İmplant yerleştirme ve yükleme zamanlaması, ilk olarak 2003 yılında, ITI 3. Görüş Birliği Konferansı'nda değerlendirildiğinden beri ITI'ın ilgisini çekmektedir (Cochran ve ark. 2004; Hämmerle ve ark. 2004; Chen ve ark. 2009; Weber ve ark. 2009; Gallucci ve ark. 2014; Morton ve ark. 2014; Feine ve ark. 2018; Gallucci ve ark. 2018; Morton ve ark. 2018). İmplant yerleştirme ve yükleme protokollerinin zamanlaması ile ilgili tanımlar ve terminoloji önerildi, ardından estetik komplikasyonların belgelenmesi, risk faktörlerinin belirlenmesi ve her tedavi seçeneği için dahil edilme kriterleri önerildi. Diş çekim anında implant yerleştirmenin daha fazla dikkat çeken bir yaklaşım olduğu kanıtlanmıştır (Schulte ve ark. 1978). Birkaç yıl sonra – diş çekim anında yerleştirme, aynı anda restorasyon veya yükleme ile birlikte tanımlandı (Wohrle 1998). Literatüre yapılan en son eklemelerden biri, cerrahi ve restoratif fazların güçlü bir şekilde bağlantılı olduğunun kabul edilmesi ve yerleştirme ve yükleme protokollerini birleştirerek sonucun değerlendirilmesinin önemini vurgulamasıydı (Gallucci ve ark. 2018).

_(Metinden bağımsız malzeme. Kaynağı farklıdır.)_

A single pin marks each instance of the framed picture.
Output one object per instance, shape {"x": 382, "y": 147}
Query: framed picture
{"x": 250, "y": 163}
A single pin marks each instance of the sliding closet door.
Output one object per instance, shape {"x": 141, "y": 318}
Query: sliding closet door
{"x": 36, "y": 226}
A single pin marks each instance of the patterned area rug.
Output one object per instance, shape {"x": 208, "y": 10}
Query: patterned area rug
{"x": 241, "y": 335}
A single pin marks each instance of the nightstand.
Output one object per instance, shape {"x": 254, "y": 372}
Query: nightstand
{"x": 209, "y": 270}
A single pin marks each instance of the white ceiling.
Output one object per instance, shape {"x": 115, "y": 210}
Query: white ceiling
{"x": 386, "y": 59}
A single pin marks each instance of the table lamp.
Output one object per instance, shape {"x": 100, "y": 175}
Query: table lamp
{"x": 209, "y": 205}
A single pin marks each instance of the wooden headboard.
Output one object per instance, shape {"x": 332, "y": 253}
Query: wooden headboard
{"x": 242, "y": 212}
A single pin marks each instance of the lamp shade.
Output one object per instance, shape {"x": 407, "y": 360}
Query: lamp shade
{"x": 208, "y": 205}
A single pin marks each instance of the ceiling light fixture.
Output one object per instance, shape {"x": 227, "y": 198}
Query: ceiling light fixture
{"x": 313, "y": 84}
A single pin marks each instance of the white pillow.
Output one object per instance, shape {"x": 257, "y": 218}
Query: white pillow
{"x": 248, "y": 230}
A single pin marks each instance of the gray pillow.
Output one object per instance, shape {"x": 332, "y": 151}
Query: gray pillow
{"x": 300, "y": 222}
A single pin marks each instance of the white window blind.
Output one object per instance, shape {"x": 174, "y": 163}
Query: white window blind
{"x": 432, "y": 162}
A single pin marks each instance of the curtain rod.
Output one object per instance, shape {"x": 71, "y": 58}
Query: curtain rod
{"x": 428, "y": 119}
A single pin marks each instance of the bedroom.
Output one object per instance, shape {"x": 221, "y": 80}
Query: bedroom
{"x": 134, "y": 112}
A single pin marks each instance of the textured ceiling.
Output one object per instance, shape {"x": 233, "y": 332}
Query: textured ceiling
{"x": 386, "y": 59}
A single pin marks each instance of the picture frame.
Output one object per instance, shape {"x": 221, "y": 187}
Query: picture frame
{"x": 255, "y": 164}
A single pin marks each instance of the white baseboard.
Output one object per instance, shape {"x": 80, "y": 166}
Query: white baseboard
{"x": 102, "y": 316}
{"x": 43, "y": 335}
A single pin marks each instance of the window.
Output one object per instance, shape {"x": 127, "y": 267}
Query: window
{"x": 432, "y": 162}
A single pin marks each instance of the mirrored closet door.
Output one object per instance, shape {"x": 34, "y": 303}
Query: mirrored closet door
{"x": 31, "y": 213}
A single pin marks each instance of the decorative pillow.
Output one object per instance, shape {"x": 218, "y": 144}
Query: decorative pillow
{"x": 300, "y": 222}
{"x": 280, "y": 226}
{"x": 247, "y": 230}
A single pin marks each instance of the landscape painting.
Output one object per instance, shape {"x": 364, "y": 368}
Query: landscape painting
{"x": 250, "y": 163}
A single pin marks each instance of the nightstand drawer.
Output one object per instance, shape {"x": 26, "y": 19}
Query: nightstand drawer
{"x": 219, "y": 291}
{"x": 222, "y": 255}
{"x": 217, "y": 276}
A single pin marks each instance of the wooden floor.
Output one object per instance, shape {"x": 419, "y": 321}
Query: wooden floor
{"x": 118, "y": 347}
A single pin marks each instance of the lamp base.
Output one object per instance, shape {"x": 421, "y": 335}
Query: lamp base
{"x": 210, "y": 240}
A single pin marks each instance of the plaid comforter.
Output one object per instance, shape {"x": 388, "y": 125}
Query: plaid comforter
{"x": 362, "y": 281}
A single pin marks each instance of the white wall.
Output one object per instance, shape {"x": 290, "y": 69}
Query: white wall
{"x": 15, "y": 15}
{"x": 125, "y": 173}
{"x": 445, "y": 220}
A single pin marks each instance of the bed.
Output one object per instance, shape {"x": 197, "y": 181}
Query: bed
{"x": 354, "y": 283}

Tanım olarak, diş çekim anında implant yerleştirilmesi, diş çekimi ile aynı gün (işlem esnasında) diş çekim boşluğuna yerleştirilen dental implantlar ile ilgiliyken, hemen yükleme/restorasyon, dental implantlara bağlı ve implant yerleştirildikten sonraki bir hafta içinde karşıt ark ile oklüzyona getirilen (yükleme) veya oklüzyondan uzak tutulan (restorasyon) bir protez ile ilgilidir. Bu tür prosedürlerin kombinasyonu Tip 1a protokolü olarak kategorize edilir (Gallucci ve ark. 2018). Bu protokol, esas olarak tedavi süresinin kısalması, klinik randevular ve müdahale sayısının yanı sıra çıkarılabilir geçici protezlerden ve tedavi morbiditesinden kaçınma potansiyeli nedeniyle klinisyenler ve hastalar için oldukça çekici bir tedavi seçeneği olarak kabul edilmiştir. Bilimsel veri tabanındaki en son veriler, bu tür protokolleri uygularken yüksek sağkalım oranları göstermiştir (Gallucci ve ark. 2018; Cosyn ve ark. 2019; Pommer ve ark. 2021; Zhou ve ark. 2021; Garcia Sanchez ve ark. 2022).

Bu tedavi protokolü, ITI’ın 7. Görüş Bİrliği Konferansında Grup 5 (implant yerleştirme ve yükleme protokolleri) tarafından ayrıntılı olarak değerlendirildi. ITI Görüş Birliği Konferansı 2023'ten önce, Tip 1a protokolünün tedavi yaklaşımı olarak kullanıldığı vakalarda klinik performansa (Wittneben ve ark. 2023) ve hastalarla ilgili seçim kriterlerinin yanı sıra bölge faktörlerine (Hamilton ve ark. 2023) odaklanan iki sistematik inceleme gerçekleştirildi. Görüş Birliği Konferansı'nda, her iki sistematik inceleme de farklı geçmişlere ve uzmanlıklara sahip profesyonellerden oluşan bir uzman grubu tarafından titizlikle analiz edildi (Morton ve ark. 2023); temel amaç, diş hekimliği camiası için bir dizi sonuç beyanı ve klinik kılavuz oluşturmaktı.

Tüm bu dinamikler göz önünde bulundurularak, bu anlatı incelemesi, iki sistematik incelemenin içeriğini özetlemeyi ve klinisyenlere diş çekim anında implant yerleştirme ve anında yükleme/restorasyon (Tip 1a protokol) ile ilgili en güncel ve kanıta dayalı bilgileri sağlamak için grup tarafından sağlanan fikir birliği beyanlarını ve tavsiyelerini dikkate almayı amaçlamaktadır.